Now a doctoral candidate at UMaine’s School of Forest Resources program, Kiziltas has wasted no time putting his English skills to good use. Two weeks ago, he won a scholarship from the Society of Plastics Engineers for his contributions to the field of organic, composite structures, which are prevalent in the automotive industry.
“Generally, automotive companies use cheap, low density materials to reinforce plastic, which are used in a variety of parts,” Kiziltas said. “But these materials are often inorganic, and they are not biodegradable, so they are bad for the environment. We are trying to use microcrystalline cellulose material, which is biodegradable and better for the environment to reinforce these plastics.”
Before Kiziltas researched microcrystalline cellulose it was thought to be useless for composite structures found in automotives due to its perceived weak chemical structure. The applications of Kiziltas’ research could have resounding effects on the automotive industry: The use of natural fiber blends, like the one Kiziltas is researching, would be less harmful to the environment.
But not only are the outputs of this organic cellulose material to reinforce plastics better for the environment, the inputs are more environmentally friendly, too.
“We took recycled carpet [fibers], which have important and valuable polymers, and used them in the process to create this organic cellulose,” Kiziltas said. “We call the whole process, ‘From under the foot to under the hood.’”
According to the Environmental Protection Agency, 4 billion pounds of carpet are thrown away every year, only 1 percent of which is recycled.
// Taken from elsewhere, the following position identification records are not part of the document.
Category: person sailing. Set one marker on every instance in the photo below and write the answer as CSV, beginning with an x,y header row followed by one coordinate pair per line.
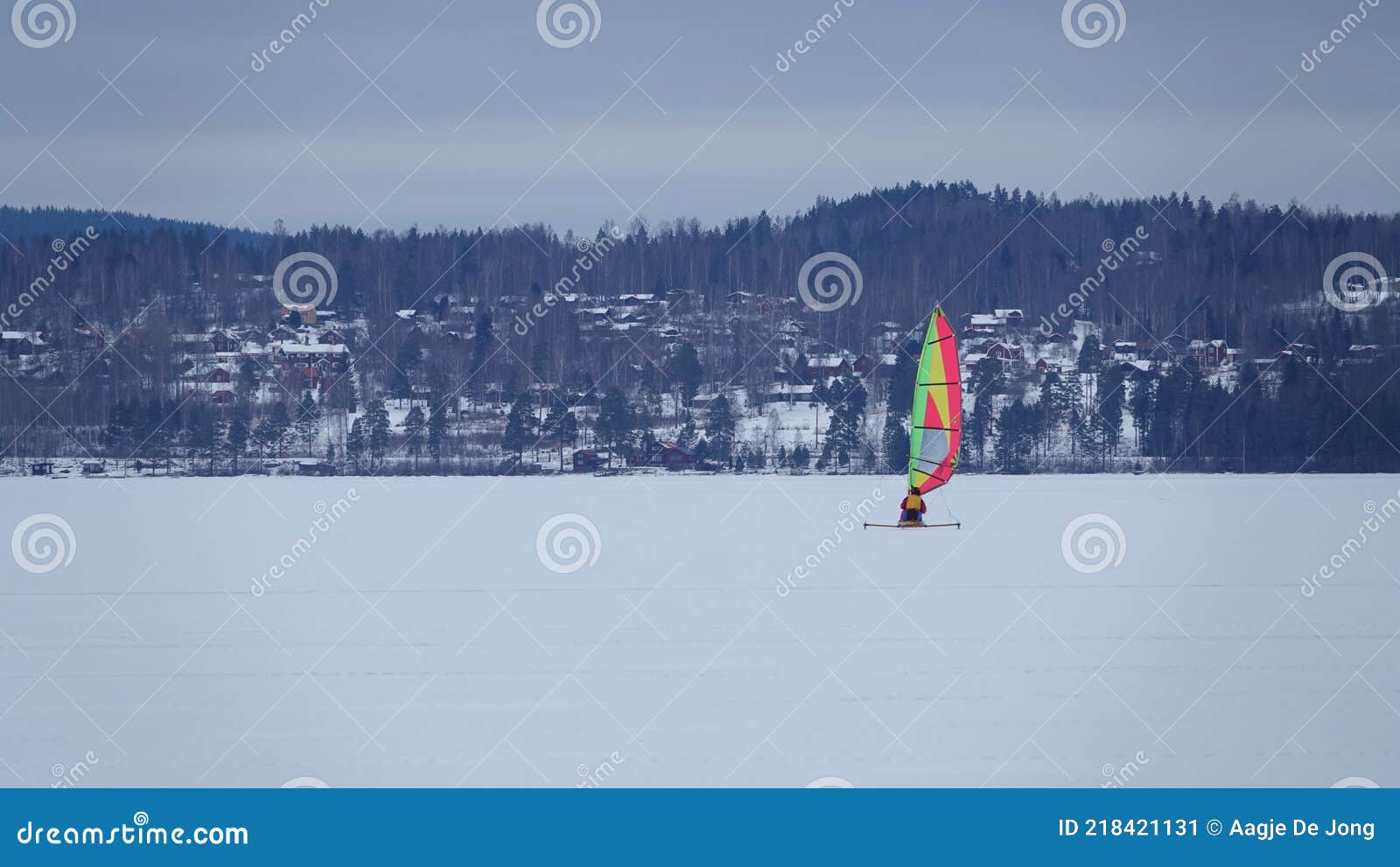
x,y
912,508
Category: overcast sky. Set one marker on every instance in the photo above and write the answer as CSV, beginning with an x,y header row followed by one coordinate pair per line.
x,y
665,111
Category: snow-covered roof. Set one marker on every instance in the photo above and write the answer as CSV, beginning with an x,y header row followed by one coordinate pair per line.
x,y
310,349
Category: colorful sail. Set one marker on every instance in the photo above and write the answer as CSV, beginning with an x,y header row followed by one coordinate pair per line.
x,y
935,430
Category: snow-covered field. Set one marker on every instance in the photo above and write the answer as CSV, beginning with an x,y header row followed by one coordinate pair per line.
x,y
422,638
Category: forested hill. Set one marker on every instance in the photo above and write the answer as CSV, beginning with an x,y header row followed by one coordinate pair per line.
x,y
27,223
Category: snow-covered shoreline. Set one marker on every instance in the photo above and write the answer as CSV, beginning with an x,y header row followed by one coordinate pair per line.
x,y
504,632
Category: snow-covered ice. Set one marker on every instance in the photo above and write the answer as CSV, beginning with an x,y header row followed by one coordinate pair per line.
x,y
422,639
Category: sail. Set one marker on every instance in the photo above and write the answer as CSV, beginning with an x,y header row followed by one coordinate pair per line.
x,y
935,429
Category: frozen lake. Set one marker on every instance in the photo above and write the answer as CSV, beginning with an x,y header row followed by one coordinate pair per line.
x,y
424,638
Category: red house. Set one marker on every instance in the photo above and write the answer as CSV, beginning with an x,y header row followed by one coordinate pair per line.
x,y
1211,353
668,456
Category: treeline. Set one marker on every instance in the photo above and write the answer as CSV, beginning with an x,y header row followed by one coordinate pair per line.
x,y
1243,272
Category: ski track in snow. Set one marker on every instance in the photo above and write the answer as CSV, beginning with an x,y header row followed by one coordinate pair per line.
x,y
420,640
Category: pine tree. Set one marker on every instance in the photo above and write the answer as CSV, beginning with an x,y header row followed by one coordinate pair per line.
x,y
308,421
438,428
615,421
356,443
720,428
686,372
895,444
237,440
377,433
413,428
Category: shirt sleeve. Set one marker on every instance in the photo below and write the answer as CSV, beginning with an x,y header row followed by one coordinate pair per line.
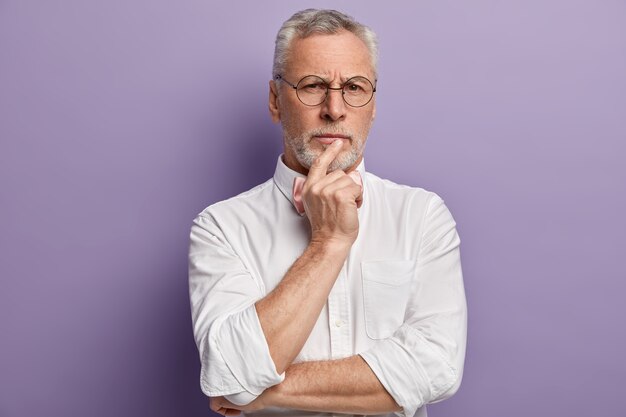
x,y
235,358
422,362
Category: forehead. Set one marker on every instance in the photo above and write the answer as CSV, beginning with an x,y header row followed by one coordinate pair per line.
x,y
342,55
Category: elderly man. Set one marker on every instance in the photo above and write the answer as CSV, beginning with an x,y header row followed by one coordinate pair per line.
x,y
327,289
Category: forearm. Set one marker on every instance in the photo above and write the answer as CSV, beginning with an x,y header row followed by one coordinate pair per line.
x,y
341,386
288,313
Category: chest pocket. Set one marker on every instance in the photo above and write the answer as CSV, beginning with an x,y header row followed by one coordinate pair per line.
x,y
386,291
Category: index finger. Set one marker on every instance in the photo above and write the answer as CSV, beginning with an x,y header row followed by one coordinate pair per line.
x,y
320,165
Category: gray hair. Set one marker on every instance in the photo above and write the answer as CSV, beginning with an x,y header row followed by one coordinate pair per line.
x,y
313,21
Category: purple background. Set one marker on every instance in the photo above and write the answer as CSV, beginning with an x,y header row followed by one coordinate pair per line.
x,y
121,120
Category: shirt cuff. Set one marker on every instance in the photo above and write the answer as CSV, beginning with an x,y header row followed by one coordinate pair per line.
x,y
411,371
237,358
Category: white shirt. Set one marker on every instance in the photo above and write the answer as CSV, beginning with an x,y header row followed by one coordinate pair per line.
x,y
399,299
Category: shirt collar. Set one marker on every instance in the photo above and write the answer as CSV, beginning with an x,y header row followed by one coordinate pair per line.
x,y
284,176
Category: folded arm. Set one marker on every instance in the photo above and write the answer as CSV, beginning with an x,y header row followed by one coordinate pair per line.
x,y
335,386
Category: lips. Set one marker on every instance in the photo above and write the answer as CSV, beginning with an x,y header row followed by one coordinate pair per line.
x,y
329,138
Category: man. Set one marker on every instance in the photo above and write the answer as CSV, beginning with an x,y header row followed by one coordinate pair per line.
x,y
326,288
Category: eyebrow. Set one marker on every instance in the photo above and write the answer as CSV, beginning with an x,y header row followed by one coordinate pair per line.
x,y
342,80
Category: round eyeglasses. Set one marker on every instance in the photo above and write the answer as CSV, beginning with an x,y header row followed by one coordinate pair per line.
x,y
313,90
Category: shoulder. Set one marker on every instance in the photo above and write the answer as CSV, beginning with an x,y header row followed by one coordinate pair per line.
x,y
408,196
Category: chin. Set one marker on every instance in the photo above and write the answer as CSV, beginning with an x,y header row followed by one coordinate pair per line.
x,y
344,161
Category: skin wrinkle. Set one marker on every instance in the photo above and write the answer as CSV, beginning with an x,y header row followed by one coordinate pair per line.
x,y
336,58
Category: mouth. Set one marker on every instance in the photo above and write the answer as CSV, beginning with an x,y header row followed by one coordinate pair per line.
x,y
329,138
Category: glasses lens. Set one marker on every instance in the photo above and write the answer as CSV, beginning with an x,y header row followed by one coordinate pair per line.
x,y
311,90
358,91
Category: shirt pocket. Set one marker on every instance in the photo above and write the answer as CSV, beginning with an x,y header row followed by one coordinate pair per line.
x,y
386,291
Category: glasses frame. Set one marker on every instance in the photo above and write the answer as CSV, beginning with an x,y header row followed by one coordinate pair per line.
x,y
279,77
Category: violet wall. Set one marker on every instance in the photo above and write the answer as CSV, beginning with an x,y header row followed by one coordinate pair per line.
x,y
121,120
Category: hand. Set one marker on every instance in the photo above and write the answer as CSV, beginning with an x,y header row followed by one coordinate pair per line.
x,y
224,407
331,200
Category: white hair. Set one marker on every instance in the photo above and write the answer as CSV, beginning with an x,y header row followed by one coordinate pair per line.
x,y
313,21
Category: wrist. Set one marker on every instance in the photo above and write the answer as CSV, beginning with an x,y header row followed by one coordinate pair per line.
x,y
332,247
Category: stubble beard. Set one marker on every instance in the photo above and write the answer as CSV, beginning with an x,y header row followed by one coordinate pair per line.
x,y
306,155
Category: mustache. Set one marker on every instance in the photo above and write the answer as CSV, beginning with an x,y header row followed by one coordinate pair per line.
x,y
329,130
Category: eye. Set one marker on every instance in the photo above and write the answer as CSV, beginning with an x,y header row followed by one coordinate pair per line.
x,y
355,87
314,86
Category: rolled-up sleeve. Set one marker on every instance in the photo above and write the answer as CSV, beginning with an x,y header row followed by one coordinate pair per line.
x,y
235,358
422,362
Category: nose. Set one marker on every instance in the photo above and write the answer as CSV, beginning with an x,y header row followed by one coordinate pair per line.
x,y
333,108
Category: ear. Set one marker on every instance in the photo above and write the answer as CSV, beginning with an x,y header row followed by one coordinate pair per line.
x,y
374,110
273,102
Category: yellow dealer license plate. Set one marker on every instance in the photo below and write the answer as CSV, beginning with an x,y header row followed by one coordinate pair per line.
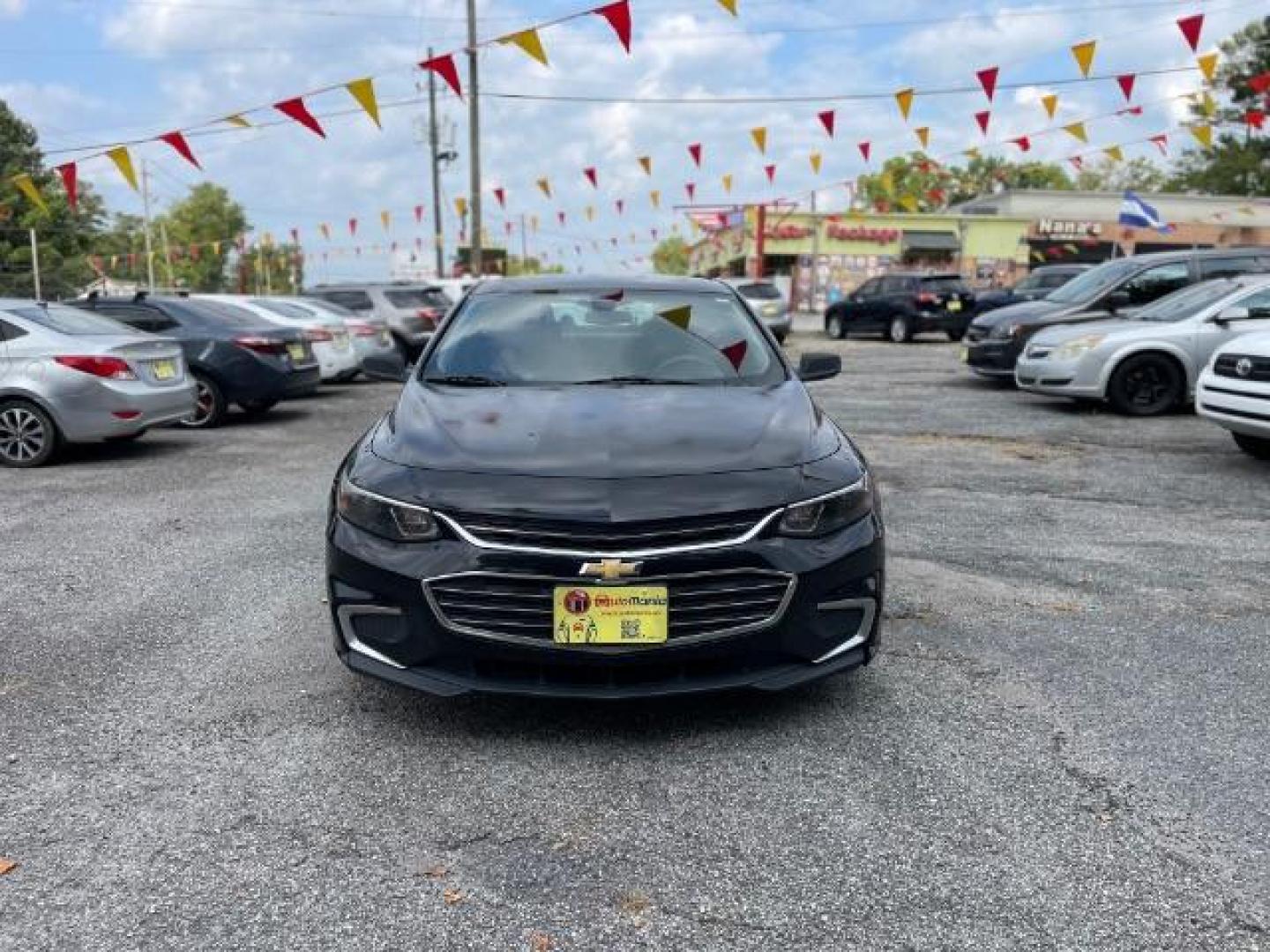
x,y
609,614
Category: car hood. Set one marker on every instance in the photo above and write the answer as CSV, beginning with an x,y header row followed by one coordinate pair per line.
x,y
605,432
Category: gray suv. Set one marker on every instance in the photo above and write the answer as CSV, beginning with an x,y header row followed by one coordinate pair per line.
x,y
410,309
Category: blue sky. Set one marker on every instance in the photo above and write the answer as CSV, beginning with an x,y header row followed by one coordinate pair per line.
x,y
100,71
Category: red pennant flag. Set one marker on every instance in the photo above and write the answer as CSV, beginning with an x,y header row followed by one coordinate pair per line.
x,y
989,80
178,141
736,353
1191,28
619,17
297,111
70,182
444,68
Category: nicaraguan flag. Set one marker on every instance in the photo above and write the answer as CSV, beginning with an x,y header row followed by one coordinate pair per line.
x,y
1138,215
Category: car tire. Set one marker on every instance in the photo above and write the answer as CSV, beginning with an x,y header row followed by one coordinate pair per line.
x,y
1256,447
210,406
900,331
1146,385
28,435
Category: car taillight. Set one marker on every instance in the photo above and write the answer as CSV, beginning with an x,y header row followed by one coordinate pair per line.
x,y
262,346
108,367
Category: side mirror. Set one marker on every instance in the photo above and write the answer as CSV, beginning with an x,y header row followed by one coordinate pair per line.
x,y
387,367
818,366
1231,314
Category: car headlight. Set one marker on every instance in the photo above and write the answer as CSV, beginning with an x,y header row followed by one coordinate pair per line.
x,y
1076,346
828,513
384,517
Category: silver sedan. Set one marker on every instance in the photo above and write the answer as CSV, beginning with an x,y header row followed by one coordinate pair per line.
x,y
1146,365
68,376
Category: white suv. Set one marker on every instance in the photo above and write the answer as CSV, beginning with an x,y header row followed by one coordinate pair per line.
x,y
1235,392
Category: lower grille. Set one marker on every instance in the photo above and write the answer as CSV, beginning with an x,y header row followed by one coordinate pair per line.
x,y
519,607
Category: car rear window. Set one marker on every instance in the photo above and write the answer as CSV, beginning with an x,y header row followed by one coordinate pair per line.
x,y
417,297
71,320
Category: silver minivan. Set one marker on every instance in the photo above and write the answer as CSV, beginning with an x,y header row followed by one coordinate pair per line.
x,y
410,309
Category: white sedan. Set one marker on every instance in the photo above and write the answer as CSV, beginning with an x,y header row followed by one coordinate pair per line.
x,y
1235,392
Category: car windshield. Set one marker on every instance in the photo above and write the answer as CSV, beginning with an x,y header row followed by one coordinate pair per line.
x,y
71,320
1096,280
1186,302
602,337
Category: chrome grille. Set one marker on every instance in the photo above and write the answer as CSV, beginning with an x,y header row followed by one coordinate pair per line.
x,y
703,606
609,537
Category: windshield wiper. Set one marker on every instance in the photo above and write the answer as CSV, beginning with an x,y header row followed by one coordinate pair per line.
x,y
467,380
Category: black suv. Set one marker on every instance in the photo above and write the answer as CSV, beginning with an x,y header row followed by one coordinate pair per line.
x,y
900,306
1117,287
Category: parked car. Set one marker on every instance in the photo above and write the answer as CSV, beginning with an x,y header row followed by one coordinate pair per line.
x,y
767,301
372,342
587,496
74,377
233,355
900,305
1235,389
412,310
329,338
1149,363
1117,288
1038,283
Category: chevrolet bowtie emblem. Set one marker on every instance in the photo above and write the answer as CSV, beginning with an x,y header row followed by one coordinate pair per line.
x,y
611,569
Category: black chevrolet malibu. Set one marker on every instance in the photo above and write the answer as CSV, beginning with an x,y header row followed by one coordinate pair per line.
x,y
605,487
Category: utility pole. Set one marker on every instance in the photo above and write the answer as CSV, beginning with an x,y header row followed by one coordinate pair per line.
x,y
474,143
34,264
145,206
438,236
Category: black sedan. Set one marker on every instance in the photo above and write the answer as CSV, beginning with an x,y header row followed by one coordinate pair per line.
x,y
605,487
233,355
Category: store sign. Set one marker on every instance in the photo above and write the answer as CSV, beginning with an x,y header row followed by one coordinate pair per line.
x,y
1058,228
855,233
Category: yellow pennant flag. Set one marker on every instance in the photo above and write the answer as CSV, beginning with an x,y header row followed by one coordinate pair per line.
x,y
123,163
1208,66
1077,131
1084,54
530,42
363,92
905,100
26,187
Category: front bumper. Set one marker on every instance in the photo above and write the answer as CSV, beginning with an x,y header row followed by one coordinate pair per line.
x,y
386,625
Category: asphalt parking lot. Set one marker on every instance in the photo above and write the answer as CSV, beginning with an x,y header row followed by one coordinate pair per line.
x,y
1062,747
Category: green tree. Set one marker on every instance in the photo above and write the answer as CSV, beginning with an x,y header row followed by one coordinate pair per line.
x,y
1238,163
671,256
65,236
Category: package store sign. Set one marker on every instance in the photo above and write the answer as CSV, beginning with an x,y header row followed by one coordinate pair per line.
x,y
1059,228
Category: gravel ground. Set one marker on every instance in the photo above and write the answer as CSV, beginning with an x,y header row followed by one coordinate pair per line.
x,y
1064,746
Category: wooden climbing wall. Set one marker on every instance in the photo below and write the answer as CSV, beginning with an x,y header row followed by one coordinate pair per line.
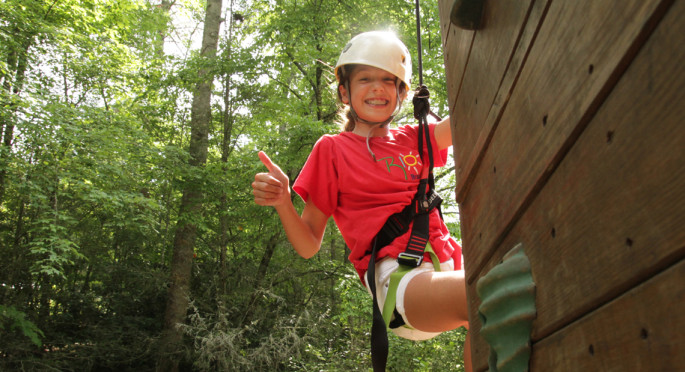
x,y
568,121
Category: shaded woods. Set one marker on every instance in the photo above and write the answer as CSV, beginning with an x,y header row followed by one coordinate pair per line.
x,y
128,235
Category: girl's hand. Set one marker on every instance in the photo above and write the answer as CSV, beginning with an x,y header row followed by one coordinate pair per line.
x,y
272,188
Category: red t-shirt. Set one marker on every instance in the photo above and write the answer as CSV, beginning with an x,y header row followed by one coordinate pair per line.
x,y
344,181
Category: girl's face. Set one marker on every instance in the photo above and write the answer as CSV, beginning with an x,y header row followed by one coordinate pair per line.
x,y
374,93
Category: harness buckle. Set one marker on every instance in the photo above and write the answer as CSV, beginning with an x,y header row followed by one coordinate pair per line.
x,y
410,259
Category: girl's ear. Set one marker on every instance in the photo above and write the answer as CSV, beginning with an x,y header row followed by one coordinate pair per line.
x,y
403,94
343,94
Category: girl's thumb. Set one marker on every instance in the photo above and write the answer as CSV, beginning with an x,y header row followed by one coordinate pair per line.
x,y
267,162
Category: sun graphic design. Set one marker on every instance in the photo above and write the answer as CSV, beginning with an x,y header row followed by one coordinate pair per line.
x,y
411,162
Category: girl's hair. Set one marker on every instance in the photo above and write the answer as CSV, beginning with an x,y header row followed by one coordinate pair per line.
x,y
346,119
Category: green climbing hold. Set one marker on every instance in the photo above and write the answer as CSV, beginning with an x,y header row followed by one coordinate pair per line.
x,y
507,311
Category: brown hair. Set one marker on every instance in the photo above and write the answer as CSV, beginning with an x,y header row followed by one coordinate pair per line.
x,y
346,119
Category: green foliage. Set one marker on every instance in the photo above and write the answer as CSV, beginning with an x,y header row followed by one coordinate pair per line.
x,y
91,184
12,319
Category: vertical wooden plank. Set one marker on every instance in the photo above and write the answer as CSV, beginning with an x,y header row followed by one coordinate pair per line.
x,y
582,48
470,163
491,53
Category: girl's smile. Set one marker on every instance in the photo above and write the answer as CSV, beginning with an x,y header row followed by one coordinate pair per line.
x,y
374,93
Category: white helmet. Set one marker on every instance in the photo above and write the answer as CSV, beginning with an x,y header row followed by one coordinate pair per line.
x,y
381,49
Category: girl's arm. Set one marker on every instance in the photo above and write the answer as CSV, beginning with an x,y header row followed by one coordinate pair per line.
x,y
304,232
443,134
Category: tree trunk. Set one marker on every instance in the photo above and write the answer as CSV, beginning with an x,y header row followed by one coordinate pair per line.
x,y
17,60
191,202
227,120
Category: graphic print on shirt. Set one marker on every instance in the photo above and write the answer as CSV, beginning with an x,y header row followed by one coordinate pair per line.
x,y
410,164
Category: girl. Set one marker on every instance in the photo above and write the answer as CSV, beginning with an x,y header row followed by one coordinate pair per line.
x,y
364,175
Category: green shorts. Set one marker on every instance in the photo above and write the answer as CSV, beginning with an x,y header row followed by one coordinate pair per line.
x,y
384,270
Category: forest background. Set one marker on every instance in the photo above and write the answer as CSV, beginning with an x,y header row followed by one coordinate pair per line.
x,y
129,239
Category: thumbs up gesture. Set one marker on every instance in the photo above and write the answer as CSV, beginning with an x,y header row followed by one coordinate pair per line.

When carpets are thrown away improperly, they release toxic chemicals into the air, which degrade air quality.
“We need to think about our future; we are living on borrowed time,” Kiziltas said, whose wife, Esra, is also pursuing her doctorate in the School of Forest Resources at UMaine. “I’d like to leave behind something better for our children.”
After the couple met in Turkey and came to study in Maine, they quickly became involved with the Turkish community here. Kiziltas is the Program Director and Outreach Coordinator at the Turkish Cultural Center in Maine, and met with Governor Paul LePage to celebrate Turkish Cultural Day last Spring.
While Turkey is where Kiziltas was born, he is just as comfortable here in Maine.
“I was a little nervous before coming here before I came, but now I love the people; I love Maine,” he said. “This is my home now.”